Humorkritik | Juli 2012
Juli 2012

Guttenberg, geistreich
Es soll, so sagen Gerüchte, nicht einfach sein, Zutritt zur Münchner Kultnobelbar »Schu-mann’s« zu erlangen. Auch Norbert Hoppe hat es vergeblich versucht: »Und dann kam dieser Mensch aus der Küche, so eine mürrische alte Frau mit langen weißen Haaren, und sagte: ›Is leider voll, Jungs‹ oder so etwas in der Art, und dabei machte sie mit den Fingern Bewegungen, als ob sie Krümel vom Tisch fegt. Da war ich ganz schön beeindruckt, ich meine, die Frau sagt, es ist voll, dabei war es gar nicht voll; und das Beste daran war: Die Frau, habe ich später gehört, war der Chef, dieser Herr Schumann, persönlich.«
Hoppe gelingt es dann doch, im »Schumann’s« Einlaß zu erlangen, aber nur, weil er zur Entourage Karl-Theodor zu Guttenbergs gehört. Entourage? Hoppe ist der »Ghost« von »KT«, sein »Knappe« und »Schatten«, und zwar schon seit gemeinsamen Schultagen, als der junge fränkische Freiherr von Hoppe abschrieb. Später ist es Hoppe, der auf die fatale Idee kommt, Guttenberg zum Politiker zu machen, ihn mit dämlichen Slogans à la »Verantwortung verpflichtet« ausstaffiert und am Ende natürlich auch jene bekannte Doktorarbeit schreibt, über die Guttenberg stürzt. Nicht deshalb wird Hoppe vom Verteidigungsminister a.D. gefeuert, sondern weil er seine Zuneigung zu dessen Gattin zu ungestüm artikuliert. Na ja, und dann hat er wohl Zeit gehabt, der Hoppe, und seine Geschichte aufgeschrieben: »Ich war Guttenbergs Ghost. Eine Satire« (Kiepenheuer & Witsch).

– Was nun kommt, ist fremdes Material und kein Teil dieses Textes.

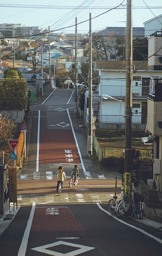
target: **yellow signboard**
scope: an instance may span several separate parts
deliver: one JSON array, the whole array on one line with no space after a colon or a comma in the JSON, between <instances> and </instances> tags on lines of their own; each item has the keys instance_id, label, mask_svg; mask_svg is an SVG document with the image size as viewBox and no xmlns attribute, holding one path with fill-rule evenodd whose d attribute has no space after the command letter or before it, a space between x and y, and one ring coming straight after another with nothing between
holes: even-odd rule
<instances>
[{"instance_id":1,"label":"yellow signboard","mask_svg":"<svg viewBox=\"0 0 162 256\"><path fill-rule=\"evenodd\" d=\"M17 182L16 169L8 169L8 188L10 202L17 202Z\"/></svg>"},{"instance_id":2,"label":"yellow signboard","mask_svg":"<svg viewBox=\"0 0 162 256\"><path fill-rule=\"evenodd\" d=\"M131 187L131 174L130 172L124 174L124 193L130 193Z\"/></svg>"}]
</instances>

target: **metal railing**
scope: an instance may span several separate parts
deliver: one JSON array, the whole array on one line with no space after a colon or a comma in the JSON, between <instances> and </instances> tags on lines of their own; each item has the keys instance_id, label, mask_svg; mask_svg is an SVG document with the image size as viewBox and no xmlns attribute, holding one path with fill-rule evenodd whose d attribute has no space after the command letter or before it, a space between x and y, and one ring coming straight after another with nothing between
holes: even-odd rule
<instances>
[{"instance_id":1,"label":"metal railing","mask_svg":"<svg viewBox=\"0 0 162 256\"><path fill-rule=\"evenodd\" d=\"M132 115L132 122L141 124L141 115ZM124 123L125 118L123 115L99 115L98 119L99 123Z\"/></svg>"},{"instance_id":2,"label":"metal railing","mask_svg":"<svg viewBox=\"0 0 162 256\"><path fill-rule=\"evenodd\" d=\"M133 86L132 94L133 97L148 97L150 92L149 86ZM126 87L125 86L112 85L103 86L102 94L107 94L113 96L125 97ZM100 95L100 96L101 96Z\"/></svg>"}]
</instances>

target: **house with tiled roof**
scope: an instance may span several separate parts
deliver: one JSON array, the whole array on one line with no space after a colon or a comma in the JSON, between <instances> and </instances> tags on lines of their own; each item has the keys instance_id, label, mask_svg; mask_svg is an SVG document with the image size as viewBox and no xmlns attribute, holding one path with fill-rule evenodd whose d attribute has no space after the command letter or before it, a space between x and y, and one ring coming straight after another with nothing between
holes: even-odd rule
<instances>
[{"instance_id":1,"label":"house with tiled roof","mask_svg":"<svg viewBox=\"0 0 162 256\"><path fill-rule=\"evenodd\" d=\"M126 98L126 62L97 61L99 72L98 120L99 128L124 129ZM134 61L132 81L132 128L144 129L147 98L152 90L152 76L161 77L160 70L149 70L147 61ZM110 96L106 98L104 95Z\"/></svg>"},{"instance_id":2,"label":"house with tiled roof","mask_svg":"<svg viewBox=\"0 0 162 256\"><path fill-rule=\"evenodd\" d=\"M98 51L97 58L100 60L118 60L123 59L118 52L118 48L123 47L123 51L126 45L126 28L124 27L107 27L105 29L92 33L94 38L96 37ZM144 27L133 28L133 39L144 37ZM96 41L95 39L95 41Z\"/></svg>"}]
</instances>

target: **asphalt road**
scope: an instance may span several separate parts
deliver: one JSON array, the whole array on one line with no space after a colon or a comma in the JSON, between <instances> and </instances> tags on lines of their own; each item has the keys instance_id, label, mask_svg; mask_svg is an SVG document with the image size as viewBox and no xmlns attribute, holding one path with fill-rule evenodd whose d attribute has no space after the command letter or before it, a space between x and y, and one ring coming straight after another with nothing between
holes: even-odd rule
<instances>
[{"instance_id":1,"label":"asphalt road","mask_svg":"<svg viewBox=\"0 0 162 256\"><path fill-rule=\"evenodd\" d=\"M161 255L161 230L117 213L109 216L115 174L107 175L87 157L74 119L73 90L56 90L38 103L31 107L27 158L17 177L18 208L0 236L0 255ZM71 188L75 164L80 179ZM67 177L59 196L55 175L60 165ZM118 191L120 186L119 178Z\"/></svg>"}]
</instances>

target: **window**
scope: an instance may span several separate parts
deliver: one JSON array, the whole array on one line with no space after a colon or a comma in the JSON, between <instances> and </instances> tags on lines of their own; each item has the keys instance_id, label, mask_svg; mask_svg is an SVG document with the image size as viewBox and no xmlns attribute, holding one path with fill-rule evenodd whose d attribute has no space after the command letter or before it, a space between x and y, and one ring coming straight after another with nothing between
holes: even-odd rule
<instances>
[{"instance_id":1,"label":"window","mask_svg":"<svg viewBox=\"0 0 162 256\"><path fill-rule=\"evenodd\" d=\"M132 104L133 108L140 108L141 104L140 103L134 103Z\"/></svg>"},{"instance_id":2,"label":"window","mask_svg":"<svg viewBox=\"0 0 162 256\"><path fill-rule=\"evenodd\" d=\"M133 80L134 81L140 81L141 80L141 77L133 77Z\"/></svg>"}]
</instances>

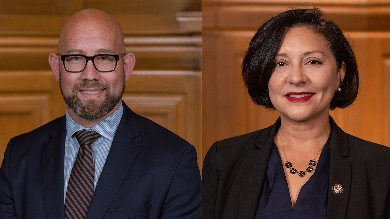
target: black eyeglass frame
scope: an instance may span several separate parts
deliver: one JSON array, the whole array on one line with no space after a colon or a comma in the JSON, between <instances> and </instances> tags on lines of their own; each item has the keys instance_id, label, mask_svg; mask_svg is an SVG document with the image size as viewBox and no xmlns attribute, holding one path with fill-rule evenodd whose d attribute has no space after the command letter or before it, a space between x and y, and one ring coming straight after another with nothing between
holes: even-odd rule
<instances>
[{"instance_id":1,"label":"black eyeglass frame","mask_svg":"<svg viewBox=\"0 0 390 219\"><path fill-rule=\"evenodd\" d=\"M66 71L68 72L71 72L72 73L76 73L78 72L81 72L85 69L85 67L87 67L87 64L88 63L88 61L90 60L92 61L92 63L94 64L94 67L95 67L95 69L96 69L97 71L99 71L100 72L112 72L115 70L115 69L117 68L117 64L118 63L118 60L121 59L120 56L121 55L126 55L126 53L122 53L121 54L117 55L117 54L98 54L95 55L93 56L87 56L86 55L82 55L82 54L71 54L71 55L62 55L60 54L58 54L61 57L61 60L62 61L62 64L64 64L64 67L66 70ZM96 65L95 65L95 62L94 60L95 58L98 56L105 56L105 55L109 55L112 56L114 57L115 59L115 66L114 67L114 68L111 70L110 71L100 71L96 67ZM84 68L82 70L79 71L69 71L66 68L66 67L65 66L65 59L68 57L71 56L81 56L85 58L85 65L84 66Z\"/></svg>"}]
</instances>

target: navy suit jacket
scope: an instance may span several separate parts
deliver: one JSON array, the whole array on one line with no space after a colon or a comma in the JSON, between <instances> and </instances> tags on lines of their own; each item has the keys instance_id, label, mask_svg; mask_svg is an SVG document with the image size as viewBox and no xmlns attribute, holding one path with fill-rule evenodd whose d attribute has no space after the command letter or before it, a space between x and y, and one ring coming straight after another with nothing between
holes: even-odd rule
<instances>
[{"instance_id":1,"label":"navy suit jacket","mask_svg":"<svg viewBox=\"0 0 390 219\"><path fill-rule=\"evenodd\" d=\"M200 218L194 147L122 104L87 218ZM0 218L65 218L66 121L10 140L0 168Z\"/></svg>"}]
</instances>

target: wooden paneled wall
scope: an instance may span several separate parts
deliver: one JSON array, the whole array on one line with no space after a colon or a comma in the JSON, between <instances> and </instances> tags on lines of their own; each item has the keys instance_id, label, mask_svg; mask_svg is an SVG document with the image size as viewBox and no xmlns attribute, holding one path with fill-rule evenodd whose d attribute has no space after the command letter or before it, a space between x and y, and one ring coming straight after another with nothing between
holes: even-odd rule
<instances>
[{"instance_id":1,"label":"wooden paneled wall","mask_svg":"<svg viewBox=\"0 0 390 219\"><path fill-rule=\"evenodd\" d=\"M304 2L202 1L202 157L216 141L265 128L279 116L252 102L240 77L241 65L259 27L296 7L316 7L333 18L346 32L357 58L357 99L330 115L346 132L390 146L390 2Z\"/></svg>"},{"instance_id":2,"label":"wooden paneled wall","mask_svg":"<svg viewBox=\"0 0 390 219\"><path fill-rule=\"evenodd\" d=\"M200 0L0 1L0 160L11 138L65 113L48 58L65 21L89 8L118 21L135 56L124 100L193 145L200 167Z\"/></svg>"}]
</instances>

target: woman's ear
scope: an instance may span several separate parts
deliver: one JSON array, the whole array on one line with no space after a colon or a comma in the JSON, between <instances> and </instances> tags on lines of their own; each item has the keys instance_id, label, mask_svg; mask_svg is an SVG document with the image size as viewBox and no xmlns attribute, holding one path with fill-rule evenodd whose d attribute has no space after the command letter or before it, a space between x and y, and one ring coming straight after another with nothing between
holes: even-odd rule
<instances>
[{"instance_id":1,"label":"woman's ear","mask_svg":"<svg viewBox=\"0 0 390 219\"><path fill-rule=\"evenodd\" d=\"M346 71L347 65L343 62L341 64L341 67L337 71L337 75L339 76L339 83L337 84L337 87L339 87L340 85L342 83L342 81L344 80L344 76L345 76L345 72Z\"/></svg>"}]
</instances>

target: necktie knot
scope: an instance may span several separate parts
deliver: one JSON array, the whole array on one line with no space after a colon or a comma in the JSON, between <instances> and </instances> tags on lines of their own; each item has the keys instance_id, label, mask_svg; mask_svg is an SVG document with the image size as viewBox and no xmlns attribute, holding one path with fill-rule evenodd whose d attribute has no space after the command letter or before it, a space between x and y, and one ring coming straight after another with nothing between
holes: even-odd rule
<instances>
[{"instance_id":1,"label":"necktie knot","mask_svg":"<svg viewBox=\"0 0 390 219\"><path fill-rule=\"evenodd\" d=\"M100 136L100 134L93 131L83 130L74 132L74 136L80 145L90 145Z\"/></svg>"}]
</instances>

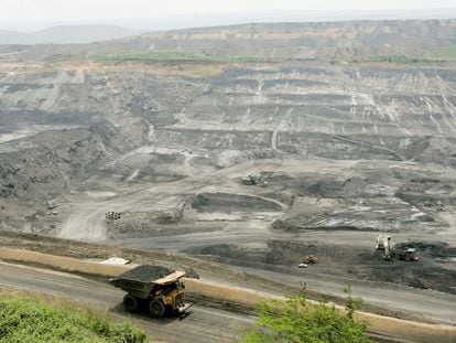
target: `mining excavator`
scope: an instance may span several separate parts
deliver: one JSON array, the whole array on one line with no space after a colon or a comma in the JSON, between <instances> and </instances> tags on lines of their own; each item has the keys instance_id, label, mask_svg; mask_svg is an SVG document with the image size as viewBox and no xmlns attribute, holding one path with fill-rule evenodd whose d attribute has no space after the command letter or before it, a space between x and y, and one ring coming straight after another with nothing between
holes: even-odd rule
<instances>
[{"instance_id":1,"label":"mining excavator","mask_svg":"<svg viewBox=\"0 0 456 343\"><path fill-rule=\"evenodd\" d=\"M416 248L400 249L392 247L391 236L379 235L377 237L377 250L383 251L384 260L401 259L406 261L417 261Z\"/></svg>"}]
</instances>

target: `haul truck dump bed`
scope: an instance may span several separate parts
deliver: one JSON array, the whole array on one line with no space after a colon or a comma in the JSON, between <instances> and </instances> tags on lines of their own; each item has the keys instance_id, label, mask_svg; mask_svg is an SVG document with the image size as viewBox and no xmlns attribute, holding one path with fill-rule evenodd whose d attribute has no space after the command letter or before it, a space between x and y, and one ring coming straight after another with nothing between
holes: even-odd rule
<instances>
[{"instance_id":1,"label":"haul truck dump bed","mask_svg":"<svg viewBox=\"0 0 456 343\"><path fill-rule=\"evenodd\" d=\"M185 271L172 271L161 266L143 265L109 280L127 292L123 307L137 311L142 304L153 317L163 317L166 310L184 312L193 303L185 303Z\"/></svg>"}]
</instances>

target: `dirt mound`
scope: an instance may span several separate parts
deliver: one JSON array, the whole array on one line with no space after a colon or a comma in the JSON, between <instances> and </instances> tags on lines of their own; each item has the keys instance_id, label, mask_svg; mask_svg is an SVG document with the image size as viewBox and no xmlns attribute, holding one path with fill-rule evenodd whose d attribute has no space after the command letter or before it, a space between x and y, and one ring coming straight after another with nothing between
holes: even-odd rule
<instances>
[{"instance_id":1,"label":"dirt mound","mask_svg":"<svg viewBox=\"0 0 456 343\"><path fill-rule=\"evenodd\" d=\"M172 269L163 266L142 265L123 272L122 275L120 275L120 277L141 282L150 282L163 278L170 275L171 272L173 272Z\"/></svg>"},{"instance_id":2,"label":"dirt mound","mask_svg":"<svg viewBox=\"0 0 456 343\"><path fill-rule=\"evenodd\" d=\"M399 243L395 247L400 249L416 248L432 257L456 257L456 247L452 247L445 242L417 240Z\"/></svg>"},{"instance_id":3,"label":"dirt mound","mask_svg":"<svg viewBox=\"0 0 456 343\"><path fill-rule=\"evenodd\" d=\"M200 212L282 211L279 204L267 199L230 193L198 194L192 202L192 208Z\"/></svg>"}]
</instances>

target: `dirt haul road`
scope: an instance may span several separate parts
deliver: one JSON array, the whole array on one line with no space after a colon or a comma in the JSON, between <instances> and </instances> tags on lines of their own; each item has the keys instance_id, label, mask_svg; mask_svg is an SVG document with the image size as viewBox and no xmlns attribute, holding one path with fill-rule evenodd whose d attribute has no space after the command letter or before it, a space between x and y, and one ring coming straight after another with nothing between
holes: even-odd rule
<instances>
[{"instance_id":1,"label":"dirt haul road","mask_svg":"<svg viewBox=\"0 0 456 343\"><path fill-rule=\"evenodd\" d=\"M131 319L148 331L154 342L232 342L241 328L252 324L253 317L228 311L193 307L182 319L152 319L130 315L120 304L124 294L108 283L79 276L0 262L0 287L33 290L68 297L96 308L108 309L116 318Z\"/></svg>"}]
</instances>

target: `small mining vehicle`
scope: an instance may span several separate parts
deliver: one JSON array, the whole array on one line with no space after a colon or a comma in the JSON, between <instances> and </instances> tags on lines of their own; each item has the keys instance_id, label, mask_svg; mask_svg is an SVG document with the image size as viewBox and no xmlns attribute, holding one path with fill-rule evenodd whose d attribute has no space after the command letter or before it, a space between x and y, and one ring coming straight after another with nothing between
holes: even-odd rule
<instances>
[{"instance_id":1,"label":"small mining vehicle","mask_svg":"<svg viewBox=\"0 0 456 343\"><path fill-rule=\"evenodd\" d=\"M377 250L383 251L384 260L402 259L406 261L417 261L416 248L395 248L391 246L391 236L379 235L377 237Z\"/></svg>"},{"instance_id":2,"label":"small mining vehicle","mask_svg":"<svg viewBox=\"0 0 456 343\"><path fill-rule=\"evenodd\" d=\"M152 317L161 318L166 312L183 313L193 306L184 301L184 277L183 270L142 265L109 279L109 282L127 292L123 297L127 311L133 312L145 306Z\"/></svg>"}]
</instances>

Natürlich ist Hoppe ein Pseudonym, und ich wüßte gern, wer sich dahinter verbirgt. Einer, der sein Metier versteht, denn eigentlich kann so etwas ja nicht gutgehen. Weil Guttenberg doch (hoffentlich) kein Thema (mehr) ist, vor allem aber, weil es eigentlich nicht möglich ist, ihn zu parodieren, ohne allzu offene Türen einzurennen. Hoppe hakt denn auch weitgehend vollständig und vorbildlich karikierend alles ab, was an KT-Anekdoten und sprachlichen Marotten unverzichtbar ist, erzählt dann aber doch eine ganz eigenständige Geschichte; nämlich seine eigene: die eines mittelmäßigen, unscheinbaren »Schatten«-Wesens.
Und das Beste daran sind – siehe oben – die vielen kleinen, lustigen Nebenepisoden, die Kenner- und Könnerschaft verraten: »Hellmuth Karasek kam vorbei, mit offener Hosentür, was ihm irgendwie sogar stand. Er blieb vor uns stehen, schaute Stephanie an, wurde dann Guttenbergs ansichtig, schaute, ging einen Schritt zurück, einen vor und kniff die Augen zusammen, dann ließ er seinen dicken Zeigefinger in Guttenbergs Richtung ausfahren und sagte schließlich: ›Felix Krull?‹« Mir hat’s gefallen.